Iam trying to solve this problem , i can visualize graphically it is not possible. iam trying to do the proof by contradiction. if f:(0,1) to [0,1] is a continuos onto function then i have to prove that f can never be 1-1 . so iam letting that if f is 1-1 then either f is strictly increasing or strictly decreasing function. so case (1) if f is strictly increasing function then there exits some t in (0,1) such that f(t)=0 , so for x lesser than t f(x)k , f(x) <0 which is also not possible .so f can't be 1-1 . My method is right ??? is there is any alternative approach then plz tell

Answer 1

$[0,1] $ is closed.

$f $ continuous and one to one implies $f^{-1}([0,1]) $ is closed.

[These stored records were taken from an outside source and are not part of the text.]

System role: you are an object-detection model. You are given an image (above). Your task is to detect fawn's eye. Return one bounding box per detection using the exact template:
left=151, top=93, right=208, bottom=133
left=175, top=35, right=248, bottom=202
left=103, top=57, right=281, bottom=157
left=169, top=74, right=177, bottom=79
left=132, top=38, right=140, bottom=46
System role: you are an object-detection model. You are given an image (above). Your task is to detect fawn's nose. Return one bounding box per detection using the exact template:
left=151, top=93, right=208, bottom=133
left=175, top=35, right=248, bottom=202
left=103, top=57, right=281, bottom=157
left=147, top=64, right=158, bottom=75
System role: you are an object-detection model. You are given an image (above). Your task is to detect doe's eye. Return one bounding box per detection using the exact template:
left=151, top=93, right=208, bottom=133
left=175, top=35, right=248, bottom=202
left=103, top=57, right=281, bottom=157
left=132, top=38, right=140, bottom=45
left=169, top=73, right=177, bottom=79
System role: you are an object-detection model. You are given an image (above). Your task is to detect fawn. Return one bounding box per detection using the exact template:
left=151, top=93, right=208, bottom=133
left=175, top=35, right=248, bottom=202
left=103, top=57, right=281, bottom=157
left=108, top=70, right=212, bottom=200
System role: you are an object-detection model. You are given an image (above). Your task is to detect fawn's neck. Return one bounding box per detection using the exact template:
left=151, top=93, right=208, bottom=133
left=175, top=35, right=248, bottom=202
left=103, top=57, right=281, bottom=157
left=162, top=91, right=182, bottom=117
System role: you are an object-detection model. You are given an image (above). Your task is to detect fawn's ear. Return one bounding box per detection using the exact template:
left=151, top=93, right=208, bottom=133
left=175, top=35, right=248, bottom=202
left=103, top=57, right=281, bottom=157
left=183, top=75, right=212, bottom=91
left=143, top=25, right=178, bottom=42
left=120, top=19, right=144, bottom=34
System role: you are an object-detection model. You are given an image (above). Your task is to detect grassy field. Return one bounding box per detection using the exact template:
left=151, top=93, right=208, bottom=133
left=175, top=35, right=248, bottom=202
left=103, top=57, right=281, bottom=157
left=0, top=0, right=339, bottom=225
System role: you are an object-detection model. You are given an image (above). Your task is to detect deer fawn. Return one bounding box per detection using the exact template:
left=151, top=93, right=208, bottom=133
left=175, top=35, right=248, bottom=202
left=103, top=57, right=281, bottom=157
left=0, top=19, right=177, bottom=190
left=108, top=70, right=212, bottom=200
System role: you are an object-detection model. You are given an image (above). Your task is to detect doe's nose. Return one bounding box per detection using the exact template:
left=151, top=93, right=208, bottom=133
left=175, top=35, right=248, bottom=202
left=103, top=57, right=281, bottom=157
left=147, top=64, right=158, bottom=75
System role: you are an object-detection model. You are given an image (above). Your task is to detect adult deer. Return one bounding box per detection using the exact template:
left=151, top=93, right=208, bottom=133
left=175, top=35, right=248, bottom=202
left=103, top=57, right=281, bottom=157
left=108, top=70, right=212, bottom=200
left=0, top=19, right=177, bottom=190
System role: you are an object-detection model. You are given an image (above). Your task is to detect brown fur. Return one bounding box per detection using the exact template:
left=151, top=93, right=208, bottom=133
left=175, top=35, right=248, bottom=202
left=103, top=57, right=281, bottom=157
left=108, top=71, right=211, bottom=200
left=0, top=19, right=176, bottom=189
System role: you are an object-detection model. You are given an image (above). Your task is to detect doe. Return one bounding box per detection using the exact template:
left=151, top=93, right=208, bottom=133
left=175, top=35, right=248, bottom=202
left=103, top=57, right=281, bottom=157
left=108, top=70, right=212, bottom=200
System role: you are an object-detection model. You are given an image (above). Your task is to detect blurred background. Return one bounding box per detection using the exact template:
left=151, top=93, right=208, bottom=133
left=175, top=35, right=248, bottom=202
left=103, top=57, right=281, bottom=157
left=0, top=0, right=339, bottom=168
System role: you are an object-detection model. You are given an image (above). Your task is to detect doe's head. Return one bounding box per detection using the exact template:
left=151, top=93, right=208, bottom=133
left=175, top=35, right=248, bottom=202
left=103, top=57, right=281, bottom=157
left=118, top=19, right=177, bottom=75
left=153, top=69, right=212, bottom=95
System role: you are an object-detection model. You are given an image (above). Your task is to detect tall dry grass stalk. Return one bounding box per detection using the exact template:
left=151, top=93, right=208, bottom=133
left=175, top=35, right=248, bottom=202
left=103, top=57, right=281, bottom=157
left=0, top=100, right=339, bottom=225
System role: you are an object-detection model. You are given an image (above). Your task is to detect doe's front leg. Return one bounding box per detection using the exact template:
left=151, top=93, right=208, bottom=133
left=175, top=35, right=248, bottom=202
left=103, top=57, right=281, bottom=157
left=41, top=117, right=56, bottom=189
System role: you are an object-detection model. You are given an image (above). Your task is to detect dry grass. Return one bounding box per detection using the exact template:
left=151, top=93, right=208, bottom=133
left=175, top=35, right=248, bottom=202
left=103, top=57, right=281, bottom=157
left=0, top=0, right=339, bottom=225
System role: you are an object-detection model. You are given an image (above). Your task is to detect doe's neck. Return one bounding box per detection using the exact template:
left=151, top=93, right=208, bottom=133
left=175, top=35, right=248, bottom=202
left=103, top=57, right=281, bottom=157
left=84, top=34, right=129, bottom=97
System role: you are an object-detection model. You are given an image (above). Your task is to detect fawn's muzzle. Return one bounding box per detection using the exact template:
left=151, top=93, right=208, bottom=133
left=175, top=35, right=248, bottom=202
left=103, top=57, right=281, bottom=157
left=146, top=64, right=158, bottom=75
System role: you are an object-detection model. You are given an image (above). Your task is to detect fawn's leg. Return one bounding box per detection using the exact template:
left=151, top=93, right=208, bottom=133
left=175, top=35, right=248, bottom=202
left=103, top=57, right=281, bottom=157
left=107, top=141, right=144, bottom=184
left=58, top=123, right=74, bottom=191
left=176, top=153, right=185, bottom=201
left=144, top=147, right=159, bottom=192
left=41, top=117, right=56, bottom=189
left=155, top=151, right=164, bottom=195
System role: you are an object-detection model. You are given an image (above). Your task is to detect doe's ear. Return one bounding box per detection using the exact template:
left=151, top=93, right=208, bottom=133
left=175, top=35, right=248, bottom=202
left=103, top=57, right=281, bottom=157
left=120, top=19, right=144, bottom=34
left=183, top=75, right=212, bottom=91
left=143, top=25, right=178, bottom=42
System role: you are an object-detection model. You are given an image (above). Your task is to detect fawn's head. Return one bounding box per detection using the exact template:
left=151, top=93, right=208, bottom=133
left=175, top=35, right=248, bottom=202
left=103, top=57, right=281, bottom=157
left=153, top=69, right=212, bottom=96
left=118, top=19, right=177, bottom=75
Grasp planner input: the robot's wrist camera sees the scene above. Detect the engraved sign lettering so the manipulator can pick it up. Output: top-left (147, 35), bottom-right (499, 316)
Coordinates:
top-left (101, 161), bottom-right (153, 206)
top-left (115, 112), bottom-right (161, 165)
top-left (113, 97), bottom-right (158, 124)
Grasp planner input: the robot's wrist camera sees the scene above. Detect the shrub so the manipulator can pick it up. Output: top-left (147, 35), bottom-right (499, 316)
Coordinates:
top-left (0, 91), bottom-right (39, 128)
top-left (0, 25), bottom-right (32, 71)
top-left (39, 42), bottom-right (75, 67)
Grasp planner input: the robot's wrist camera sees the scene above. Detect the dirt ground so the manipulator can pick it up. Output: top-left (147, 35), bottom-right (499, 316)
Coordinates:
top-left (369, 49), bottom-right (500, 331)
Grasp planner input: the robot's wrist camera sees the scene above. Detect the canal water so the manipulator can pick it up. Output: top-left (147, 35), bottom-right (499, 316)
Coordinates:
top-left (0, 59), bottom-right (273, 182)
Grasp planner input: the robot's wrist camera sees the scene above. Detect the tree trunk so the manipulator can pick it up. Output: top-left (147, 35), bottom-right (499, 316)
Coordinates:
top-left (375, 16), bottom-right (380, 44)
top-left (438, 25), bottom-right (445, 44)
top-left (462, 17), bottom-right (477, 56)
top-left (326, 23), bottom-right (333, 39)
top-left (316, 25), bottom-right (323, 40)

this is not the case for $(0,1) $

Using sequential characterisation of the limit, it is easy to prove the continuity of $f^{-1} $.

Answer 2

This is merely an elaboration of the solution provided by Júlio Cesar under the original comment (all credit to him), which is in itself "only" making precise your original correct reasoning.

Assume $f:(0,1) \to [0,1]$ was continuous and bijective. Then we find unique $a := f^{-1}(0)$, $b := f^{-1}(1)$ and may assume wLog that $0 < a < b < 1$. Choose $x \in (0,a)$ and let $y := f(x) \in [0,1]$. By the intermediate value theorem, we find some $c \in (a,b)$ with $f(c) = y = f(x)$. Since $x < a < c$, $f$ is not injective, so we arrive at a contradiction.